Well, I guess you could express more frequently, but then you're bound to end up with less poignant art because you're not existing on crisis mode 24/7. Then you end up expressing lamer notions like "I feel tired" or "a ballad to that really good pizza I had for lunch".
However logical that is, I think the songs I keep trying to write are dishonest in a different way. The more I think about it, the more I realize that I'm writing because I want to make a good song, not because I want to express myself. Somehow in all of this "inspiration" that I've been watching on youtube, I slipped into a desire to be as good as them. No, I want to be them. And because of that, I write what I think they would write. I sing what I think would be "good" based off of the definition of what I think is "good" in other people's music. And that's why I end up with cliche, poppy, nonsense during my practice sessions.

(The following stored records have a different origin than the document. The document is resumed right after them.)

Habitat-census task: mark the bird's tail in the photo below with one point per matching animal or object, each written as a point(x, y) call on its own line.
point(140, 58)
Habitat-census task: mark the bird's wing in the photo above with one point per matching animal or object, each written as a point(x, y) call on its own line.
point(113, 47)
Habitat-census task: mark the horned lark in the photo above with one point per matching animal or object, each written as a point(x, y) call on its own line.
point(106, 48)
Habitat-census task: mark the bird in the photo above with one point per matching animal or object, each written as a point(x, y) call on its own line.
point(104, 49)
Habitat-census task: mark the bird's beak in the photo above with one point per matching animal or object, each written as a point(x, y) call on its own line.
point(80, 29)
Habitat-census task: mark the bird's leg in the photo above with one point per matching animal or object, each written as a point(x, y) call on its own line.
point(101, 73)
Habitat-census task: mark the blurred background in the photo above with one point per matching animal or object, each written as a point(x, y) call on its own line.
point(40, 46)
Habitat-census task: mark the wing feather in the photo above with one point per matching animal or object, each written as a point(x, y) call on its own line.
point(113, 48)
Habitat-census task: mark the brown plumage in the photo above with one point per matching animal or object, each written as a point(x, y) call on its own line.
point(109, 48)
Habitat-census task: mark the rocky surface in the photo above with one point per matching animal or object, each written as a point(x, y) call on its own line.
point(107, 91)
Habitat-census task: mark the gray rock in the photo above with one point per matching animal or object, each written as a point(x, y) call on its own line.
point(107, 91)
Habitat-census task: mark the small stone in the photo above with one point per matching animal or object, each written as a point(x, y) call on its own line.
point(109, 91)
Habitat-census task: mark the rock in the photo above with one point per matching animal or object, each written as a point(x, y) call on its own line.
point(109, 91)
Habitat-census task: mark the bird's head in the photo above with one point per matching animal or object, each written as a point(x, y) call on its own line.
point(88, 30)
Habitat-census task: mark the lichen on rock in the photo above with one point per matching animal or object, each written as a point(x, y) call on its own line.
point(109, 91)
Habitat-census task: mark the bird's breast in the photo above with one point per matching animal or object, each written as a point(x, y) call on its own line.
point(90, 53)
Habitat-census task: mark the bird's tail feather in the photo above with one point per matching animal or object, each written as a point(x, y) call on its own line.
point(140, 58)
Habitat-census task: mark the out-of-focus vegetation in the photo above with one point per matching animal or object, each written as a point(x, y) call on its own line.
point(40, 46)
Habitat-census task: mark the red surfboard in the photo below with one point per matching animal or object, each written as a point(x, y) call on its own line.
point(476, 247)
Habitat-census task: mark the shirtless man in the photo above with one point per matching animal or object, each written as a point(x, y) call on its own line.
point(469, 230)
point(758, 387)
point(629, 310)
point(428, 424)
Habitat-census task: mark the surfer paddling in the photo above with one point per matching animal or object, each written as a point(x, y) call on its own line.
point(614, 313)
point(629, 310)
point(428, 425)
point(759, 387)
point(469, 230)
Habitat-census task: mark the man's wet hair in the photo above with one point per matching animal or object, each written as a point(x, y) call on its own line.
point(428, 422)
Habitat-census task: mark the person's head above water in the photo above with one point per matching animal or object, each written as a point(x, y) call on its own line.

I'm expressing myself. But I'm expressing a lie in an indirect, convoluted, and subconscious way. I'm covering up the conflict and the confusion with words that pander to the Popularity Gods, begging for validation from those I look up to.
Ok. So my art, recently, hasn't been honest. But that shouldn't stop me from practicing, should it? Practice is needed if I want to improve in any way because at the end of the day, art is as much a craft as it is creativity. Even if it's low quality output, I should still try to build consistency and pRaCtIcE. Right???
I don't know. On the one hand, my brain says "Yes. Any practice is better than no practice. Afterall, would you have had this realization about honest art if you hadn't written utter garbage for the past week?". But on the other hand, my perfectionist second brain is whispering in my other ear "Practicing wrong is worse than not practicing at all. At least you won't build bad habits then. At least you won't progress backwards."
I don't really know what's right or wrong, but I think it's important to try. I was watching a review of "Whiplash," one of my favorite movies of all time, and the guy mentioned something about how the movie is really good at telling the autobiographical experience of jazz school from the perspective of Damian Chazelle, but it's not a 100% accurate portrayal of jazz school itself. Which makes sense because the director was honest about his experience, not the average experience of students who go through jazz school. And that's why the movie is so good. Because it asks questions that you only stumble on when you get your hands really dirty with real life. Those are the kinds of philosophical burdens that you accidentally find when your life becomes a little more niche and the universe accidentally shows you its edges and loopholes.
I think I'm going to keep practicing, because that is how you improve at anything. You gotta work. Nothing good ever comes easy. But I think I'm going to also spend time thinking about what deserves to be written. What do I have to say about myself? My own experience? And why does it matter?
I gotta practice feeling. Because that's how you practice art.